Furthermore, for the first equation of this question, is the numerator $(\textbf{r}\cdot\textbf{S}\cdot \textbf{r})\textbf{r}$ just the same thing as $(\textbf{r}\cdot\textbf{S}\cdot \textbf{r} \cdot \textbf{r})$? The notation confuses me.
Thank you
I am guessing that the quantity $Q= \vec r\cdot S \cdot\vec r$ is a scalar-valued expression, a quadratic function constructed from a symmetric matrix $S$ that has constant coefficients and no trace. That is, in matrix notation where $\vec r= [x,y,z]$, one can expand $Q= [x,y,z] [S ][x,y,z]^t $.
If so, then the usual product and quotient rules for grad and div imply that
$div (\frac{Q \vec r}{r^5}) = \frac{grad Q\cdot \vec r}{r^5} +\frac{ Q div\vec r}{r^5}- 5 \frac{ Q (\vec r \cdot grad r) }{r^6}$
First term. One can check that for any symmetric quadratic form $Q$, $ grad Q \cdot \vec r = 2 Q$.
Middle Term.

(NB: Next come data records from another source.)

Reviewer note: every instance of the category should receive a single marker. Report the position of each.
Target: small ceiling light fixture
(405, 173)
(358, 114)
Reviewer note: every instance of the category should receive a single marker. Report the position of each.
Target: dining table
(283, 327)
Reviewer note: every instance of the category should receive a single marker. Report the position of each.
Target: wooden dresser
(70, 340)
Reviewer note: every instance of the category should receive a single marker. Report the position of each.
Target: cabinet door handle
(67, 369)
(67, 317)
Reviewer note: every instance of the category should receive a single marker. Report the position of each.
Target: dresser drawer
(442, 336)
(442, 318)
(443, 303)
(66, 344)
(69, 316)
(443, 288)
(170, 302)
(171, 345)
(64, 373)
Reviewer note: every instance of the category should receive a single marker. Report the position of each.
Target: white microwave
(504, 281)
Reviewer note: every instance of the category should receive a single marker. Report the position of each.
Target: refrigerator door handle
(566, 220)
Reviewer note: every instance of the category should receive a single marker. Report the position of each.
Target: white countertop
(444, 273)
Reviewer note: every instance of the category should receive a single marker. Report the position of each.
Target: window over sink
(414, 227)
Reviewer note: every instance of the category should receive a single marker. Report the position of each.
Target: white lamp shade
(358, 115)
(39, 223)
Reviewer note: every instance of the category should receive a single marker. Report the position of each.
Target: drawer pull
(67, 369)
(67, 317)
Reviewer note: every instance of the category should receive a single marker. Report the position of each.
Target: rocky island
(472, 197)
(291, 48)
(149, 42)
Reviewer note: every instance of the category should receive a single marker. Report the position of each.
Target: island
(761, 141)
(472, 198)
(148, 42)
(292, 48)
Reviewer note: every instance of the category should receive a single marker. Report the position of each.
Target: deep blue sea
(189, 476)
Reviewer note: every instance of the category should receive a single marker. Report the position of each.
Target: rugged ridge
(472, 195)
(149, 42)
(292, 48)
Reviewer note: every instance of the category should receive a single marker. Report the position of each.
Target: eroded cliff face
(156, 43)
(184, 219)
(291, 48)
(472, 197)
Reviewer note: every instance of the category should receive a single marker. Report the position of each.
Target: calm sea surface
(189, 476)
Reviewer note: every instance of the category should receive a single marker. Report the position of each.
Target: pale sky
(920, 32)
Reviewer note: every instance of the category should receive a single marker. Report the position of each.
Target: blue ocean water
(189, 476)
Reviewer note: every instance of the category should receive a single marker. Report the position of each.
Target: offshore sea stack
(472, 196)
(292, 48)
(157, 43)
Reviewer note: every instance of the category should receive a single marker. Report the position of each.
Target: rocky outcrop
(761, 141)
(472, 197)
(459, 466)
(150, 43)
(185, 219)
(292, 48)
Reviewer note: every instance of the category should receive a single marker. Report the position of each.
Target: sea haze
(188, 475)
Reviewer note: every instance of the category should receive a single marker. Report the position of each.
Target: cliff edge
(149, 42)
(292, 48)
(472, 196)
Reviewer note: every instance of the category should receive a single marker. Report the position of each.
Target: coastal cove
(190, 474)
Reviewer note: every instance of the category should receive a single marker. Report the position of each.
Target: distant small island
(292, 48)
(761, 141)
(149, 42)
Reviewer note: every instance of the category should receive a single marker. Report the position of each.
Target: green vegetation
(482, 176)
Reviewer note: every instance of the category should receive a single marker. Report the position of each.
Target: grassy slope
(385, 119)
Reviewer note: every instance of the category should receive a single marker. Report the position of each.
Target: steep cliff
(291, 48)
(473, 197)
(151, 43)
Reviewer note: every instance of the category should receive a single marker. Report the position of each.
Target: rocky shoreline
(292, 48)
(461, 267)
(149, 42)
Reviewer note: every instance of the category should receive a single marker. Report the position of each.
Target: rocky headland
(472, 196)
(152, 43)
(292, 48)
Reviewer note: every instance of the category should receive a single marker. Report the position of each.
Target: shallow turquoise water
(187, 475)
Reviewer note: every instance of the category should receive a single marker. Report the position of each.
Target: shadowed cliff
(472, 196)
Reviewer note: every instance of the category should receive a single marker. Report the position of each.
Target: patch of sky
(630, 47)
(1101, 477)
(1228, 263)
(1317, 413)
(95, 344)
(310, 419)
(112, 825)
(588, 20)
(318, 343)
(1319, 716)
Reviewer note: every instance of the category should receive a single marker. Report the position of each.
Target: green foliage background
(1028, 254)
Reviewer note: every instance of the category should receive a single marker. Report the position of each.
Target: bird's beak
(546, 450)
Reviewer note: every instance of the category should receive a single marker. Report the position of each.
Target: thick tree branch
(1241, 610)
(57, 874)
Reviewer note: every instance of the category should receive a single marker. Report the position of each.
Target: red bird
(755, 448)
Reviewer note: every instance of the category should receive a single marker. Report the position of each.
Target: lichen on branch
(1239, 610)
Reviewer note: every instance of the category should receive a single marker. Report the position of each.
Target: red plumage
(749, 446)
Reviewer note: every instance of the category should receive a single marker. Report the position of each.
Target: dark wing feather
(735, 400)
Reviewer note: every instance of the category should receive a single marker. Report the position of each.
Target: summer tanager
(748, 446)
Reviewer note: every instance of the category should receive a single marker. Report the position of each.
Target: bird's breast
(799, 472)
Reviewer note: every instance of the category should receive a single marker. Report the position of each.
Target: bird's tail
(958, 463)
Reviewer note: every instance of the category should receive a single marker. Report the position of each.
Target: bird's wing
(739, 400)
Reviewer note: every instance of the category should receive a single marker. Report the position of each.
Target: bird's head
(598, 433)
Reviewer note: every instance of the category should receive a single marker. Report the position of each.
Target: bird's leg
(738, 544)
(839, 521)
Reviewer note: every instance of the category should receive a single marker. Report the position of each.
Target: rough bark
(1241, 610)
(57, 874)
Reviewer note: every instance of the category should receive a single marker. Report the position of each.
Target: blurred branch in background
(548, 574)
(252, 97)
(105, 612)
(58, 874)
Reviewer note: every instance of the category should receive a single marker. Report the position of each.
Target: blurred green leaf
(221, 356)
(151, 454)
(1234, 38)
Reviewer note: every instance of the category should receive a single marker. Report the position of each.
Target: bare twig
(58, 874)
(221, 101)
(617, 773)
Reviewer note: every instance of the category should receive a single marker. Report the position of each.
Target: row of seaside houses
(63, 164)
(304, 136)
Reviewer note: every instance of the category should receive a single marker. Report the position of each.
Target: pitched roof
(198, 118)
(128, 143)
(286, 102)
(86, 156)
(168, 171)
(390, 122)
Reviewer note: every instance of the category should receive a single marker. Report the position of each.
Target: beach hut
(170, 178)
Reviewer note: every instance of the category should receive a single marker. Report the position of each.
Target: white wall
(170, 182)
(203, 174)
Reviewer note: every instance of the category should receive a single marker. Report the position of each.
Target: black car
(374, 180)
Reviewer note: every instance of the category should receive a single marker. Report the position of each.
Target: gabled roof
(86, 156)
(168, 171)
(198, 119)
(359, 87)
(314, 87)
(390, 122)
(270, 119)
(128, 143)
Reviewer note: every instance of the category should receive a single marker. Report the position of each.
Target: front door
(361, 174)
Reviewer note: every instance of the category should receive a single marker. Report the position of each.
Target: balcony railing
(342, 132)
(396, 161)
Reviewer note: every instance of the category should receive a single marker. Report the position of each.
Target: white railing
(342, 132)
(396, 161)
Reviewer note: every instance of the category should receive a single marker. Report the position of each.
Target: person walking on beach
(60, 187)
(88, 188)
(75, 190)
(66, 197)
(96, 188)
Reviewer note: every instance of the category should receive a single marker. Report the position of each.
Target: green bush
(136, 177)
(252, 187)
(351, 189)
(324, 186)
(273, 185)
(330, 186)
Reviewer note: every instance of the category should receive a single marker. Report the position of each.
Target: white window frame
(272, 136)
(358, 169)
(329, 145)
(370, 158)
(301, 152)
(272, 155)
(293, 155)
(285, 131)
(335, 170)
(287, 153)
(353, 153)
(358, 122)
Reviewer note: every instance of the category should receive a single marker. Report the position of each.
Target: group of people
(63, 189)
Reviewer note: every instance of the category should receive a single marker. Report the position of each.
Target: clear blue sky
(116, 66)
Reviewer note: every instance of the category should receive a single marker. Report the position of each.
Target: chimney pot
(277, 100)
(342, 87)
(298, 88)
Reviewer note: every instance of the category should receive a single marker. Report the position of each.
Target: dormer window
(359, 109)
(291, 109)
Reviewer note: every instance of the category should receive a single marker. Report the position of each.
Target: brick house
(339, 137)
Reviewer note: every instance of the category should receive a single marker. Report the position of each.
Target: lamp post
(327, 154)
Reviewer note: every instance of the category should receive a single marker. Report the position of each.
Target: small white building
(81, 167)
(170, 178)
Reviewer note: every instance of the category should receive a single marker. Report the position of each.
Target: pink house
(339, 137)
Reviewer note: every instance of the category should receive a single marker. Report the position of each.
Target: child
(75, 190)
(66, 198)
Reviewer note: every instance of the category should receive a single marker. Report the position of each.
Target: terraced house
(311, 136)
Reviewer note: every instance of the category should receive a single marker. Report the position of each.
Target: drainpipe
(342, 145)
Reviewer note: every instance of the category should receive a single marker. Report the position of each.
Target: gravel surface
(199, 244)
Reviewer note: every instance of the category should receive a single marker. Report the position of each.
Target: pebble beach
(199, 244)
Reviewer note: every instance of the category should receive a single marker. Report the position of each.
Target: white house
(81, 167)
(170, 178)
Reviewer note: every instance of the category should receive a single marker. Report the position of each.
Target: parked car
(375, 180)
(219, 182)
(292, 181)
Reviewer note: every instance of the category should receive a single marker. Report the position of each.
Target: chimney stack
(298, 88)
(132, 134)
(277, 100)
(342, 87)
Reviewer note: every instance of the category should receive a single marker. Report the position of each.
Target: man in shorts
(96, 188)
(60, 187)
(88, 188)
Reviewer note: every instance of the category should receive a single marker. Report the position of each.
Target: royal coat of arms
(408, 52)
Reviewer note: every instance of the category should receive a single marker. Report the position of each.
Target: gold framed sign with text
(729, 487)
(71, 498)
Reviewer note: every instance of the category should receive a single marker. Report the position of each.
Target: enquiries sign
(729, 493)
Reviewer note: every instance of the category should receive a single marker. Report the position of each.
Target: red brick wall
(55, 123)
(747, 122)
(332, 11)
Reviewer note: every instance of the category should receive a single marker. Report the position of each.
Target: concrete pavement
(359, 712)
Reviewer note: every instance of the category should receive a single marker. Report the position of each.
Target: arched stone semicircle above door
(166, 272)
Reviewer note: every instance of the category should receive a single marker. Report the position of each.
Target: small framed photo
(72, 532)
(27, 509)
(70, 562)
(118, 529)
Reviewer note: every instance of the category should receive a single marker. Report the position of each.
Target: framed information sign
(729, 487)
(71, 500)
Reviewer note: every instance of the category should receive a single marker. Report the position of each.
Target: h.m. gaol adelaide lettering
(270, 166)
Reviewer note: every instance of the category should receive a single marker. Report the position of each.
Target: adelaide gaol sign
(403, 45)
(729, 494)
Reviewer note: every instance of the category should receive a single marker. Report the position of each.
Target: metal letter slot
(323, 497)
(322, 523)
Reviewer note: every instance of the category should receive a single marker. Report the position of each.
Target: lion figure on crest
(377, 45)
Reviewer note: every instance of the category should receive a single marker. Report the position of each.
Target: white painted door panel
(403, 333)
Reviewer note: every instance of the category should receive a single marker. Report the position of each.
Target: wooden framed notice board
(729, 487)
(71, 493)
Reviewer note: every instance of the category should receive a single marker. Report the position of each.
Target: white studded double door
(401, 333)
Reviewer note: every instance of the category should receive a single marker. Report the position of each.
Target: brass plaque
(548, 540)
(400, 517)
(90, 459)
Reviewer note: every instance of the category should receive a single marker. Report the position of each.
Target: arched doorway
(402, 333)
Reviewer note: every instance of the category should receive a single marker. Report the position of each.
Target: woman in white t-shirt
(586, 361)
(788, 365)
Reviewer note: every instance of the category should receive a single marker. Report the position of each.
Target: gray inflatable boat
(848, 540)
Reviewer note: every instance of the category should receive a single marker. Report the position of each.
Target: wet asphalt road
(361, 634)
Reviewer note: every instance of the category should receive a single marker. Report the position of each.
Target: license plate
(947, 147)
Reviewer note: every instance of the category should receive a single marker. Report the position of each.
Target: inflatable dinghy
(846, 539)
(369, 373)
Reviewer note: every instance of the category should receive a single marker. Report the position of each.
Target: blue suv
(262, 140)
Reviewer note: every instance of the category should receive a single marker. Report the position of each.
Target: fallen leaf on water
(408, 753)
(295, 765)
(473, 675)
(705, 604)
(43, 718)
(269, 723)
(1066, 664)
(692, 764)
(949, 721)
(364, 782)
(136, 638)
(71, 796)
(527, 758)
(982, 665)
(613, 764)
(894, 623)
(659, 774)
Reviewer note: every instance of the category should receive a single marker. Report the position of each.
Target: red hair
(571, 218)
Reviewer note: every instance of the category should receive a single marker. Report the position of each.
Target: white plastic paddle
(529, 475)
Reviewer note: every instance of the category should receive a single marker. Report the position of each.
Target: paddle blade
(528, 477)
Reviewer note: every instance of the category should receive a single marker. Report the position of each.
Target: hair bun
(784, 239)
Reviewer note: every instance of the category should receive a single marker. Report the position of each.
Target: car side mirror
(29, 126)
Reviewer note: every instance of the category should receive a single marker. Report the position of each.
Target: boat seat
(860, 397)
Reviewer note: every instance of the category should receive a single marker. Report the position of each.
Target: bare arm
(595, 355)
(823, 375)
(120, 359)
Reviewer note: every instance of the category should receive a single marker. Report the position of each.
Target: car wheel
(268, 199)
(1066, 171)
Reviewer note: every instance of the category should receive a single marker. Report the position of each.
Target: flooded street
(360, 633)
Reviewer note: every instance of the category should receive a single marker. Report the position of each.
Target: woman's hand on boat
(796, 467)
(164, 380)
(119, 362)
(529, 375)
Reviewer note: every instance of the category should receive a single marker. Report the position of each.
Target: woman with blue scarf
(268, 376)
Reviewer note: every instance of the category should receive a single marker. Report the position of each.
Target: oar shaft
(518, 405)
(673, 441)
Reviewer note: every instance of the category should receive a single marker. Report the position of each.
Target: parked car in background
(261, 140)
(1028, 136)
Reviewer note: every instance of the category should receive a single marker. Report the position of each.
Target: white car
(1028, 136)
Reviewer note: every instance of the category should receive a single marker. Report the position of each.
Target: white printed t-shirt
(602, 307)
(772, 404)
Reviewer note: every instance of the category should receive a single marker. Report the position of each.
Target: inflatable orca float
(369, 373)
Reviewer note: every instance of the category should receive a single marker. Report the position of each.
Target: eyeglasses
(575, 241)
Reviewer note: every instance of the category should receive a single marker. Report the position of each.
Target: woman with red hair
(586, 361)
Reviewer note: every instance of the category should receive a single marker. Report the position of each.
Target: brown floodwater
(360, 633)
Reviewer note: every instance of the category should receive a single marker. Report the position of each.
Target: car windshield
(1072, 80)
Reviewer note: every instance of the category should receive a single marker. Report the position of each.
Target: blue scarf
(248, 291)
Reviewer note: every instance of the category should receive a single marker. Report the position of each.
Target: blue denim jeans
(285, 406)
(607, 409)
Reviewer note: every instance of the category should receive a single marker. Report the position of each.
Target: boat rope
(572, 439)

Use $div \vec r= 3$ to obtain $3 Q/r^5$.
Last term. Use $grad r= \vec r/r$ to get $-5 Q/r^5$.
The sum of all three terms is zero.
P.S. If the entries of matrix $S$ depend on position then there will be an extra term in the expansion of $grad Q$ where we differentiate the entries of matrix $S$ as well. Maybe then the trace-free condition comes into play. If so, I suggest you explore the simpler case of a $2x2$ matrix first.